I haven't had the chance yet but I'm curious to see what they have to offer and what it might be priced at...

At 5/15/2011 8:10 PM, Blogger Junkyard_hawg1985 said...

"J. hawg 85, Where presented and what type of healthcare -- hospital, doctor? If healthcare in general, you have uncovered a significant stat. Thanks." - Buddy

Buddy, if you look on page 9 of the BLS report (Table 1), it has inflation for overall healthcare as well as the components. This 2.9% number was the overall healthcare inflation for the past 12 months. Professor Perry provided the link to the report in this Carpe Diem post.

At 5/16/2011 9:38 AM, Blogger morganovich said...
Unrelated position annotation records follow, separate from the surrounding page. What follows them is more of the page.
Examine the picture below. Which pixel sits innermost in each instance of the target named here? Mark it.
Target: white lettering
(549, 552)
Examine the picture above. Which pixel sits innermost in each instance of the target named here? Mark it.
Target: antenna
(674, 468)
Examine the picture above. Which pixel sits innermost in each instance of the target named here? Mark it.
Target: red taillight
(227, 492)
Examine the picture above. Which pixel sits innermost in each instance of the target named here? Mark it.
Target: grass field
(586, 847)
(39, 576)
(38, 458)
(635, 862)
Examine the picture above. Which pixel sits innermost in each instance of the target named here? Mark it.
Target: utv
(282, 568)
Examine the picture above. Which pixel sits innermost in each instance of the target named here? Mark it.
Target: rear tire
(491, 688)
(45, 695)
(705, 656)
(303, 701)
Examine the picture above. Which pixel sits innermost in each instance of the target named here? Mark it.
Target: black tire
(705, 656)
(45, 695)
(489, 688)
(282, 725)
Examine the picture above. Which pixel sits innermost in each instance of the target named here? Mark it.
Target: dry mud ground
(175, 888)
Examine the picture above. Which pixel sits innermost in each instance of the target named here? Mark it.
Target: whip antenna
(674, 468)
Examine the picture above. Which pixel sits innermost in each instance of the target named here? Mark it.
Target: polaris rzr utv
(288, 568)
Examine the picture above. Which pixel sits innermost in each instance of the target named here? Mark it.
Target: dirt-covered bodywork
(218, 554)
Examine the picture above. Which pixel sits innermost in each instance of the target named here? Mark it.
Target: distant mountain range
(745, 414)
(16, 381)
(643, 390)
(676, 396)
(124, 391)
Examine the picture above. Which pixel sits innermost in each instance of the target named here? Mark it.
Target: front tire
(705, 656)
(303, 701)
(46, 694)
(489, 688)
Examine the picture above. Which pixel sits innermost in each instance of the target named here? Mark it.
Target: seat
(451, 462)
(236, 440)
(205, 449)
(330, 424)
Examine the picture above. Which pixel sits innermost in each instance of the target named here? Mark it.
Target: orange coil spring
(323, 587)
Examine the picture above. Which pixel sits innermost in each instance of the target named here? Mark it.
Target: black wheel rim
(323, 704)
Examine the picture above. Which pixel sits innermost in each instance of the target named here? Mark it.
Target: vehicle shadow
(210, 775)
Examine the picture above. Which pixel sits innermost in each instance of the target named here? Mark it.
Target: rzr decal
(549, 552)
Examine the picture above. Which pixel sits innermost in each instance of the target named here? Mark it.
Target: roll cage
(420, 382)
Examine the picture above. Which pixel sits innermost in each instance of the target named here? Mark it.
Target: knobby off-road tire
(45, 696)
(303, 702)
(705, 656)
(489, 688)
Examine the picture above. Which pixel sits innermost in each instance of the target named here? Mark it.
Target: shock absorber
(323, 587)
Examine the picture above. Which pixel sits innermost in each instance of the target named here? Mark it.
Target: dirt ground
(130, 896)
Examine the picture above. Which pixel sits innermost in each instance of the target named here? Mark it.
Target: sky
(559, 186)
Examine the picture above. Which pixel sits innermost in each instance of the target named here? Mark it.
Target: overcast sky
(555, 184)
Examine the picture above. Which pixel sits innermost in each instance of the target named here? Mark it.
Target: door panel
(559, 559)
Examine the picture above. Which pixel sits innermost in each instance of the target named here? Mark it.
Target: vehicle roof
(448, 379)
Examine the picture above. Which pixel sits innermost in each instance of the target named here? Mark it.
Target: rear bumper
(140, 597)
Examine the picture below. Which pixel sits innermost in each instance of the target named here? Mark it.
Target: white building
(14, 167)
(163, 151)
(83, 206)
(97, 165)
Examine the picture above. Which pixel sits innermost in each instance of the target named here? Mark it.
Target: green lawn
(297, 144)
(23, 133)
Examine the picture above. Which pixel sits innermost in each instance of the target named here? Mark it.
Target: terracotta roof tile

"Deflation, and tight money, have wrecked Japan. Is is becoming a backwater nation, as China and S. Korea roar ahead."

wrong as ever benji.

you are mistaking cause and effect.

japan's economy fell apart due to a bubble bursting and demographic issues.

that led to deflation and stock market stagnation.

they pursued LOOSE, not tight money. you do not seem to even understand what those terms mean you are like an infant repeating sounds it heard. it may sound like words, but it's just babble.

you ever bother to read that study about japan and money supply that i have showed you about 3 times?

i'm guessing no, because if you had, you would have stopped spouting this drivel.

inflation does not cause real growth. look at the 70's.

we already there. the last decade has been a decade of staglation, we just defined it out of existence.

arch bubble baby and political hack greenspan has undone all of volcker's good work and even gone a step further by making it difficult to even see that we are in trouble.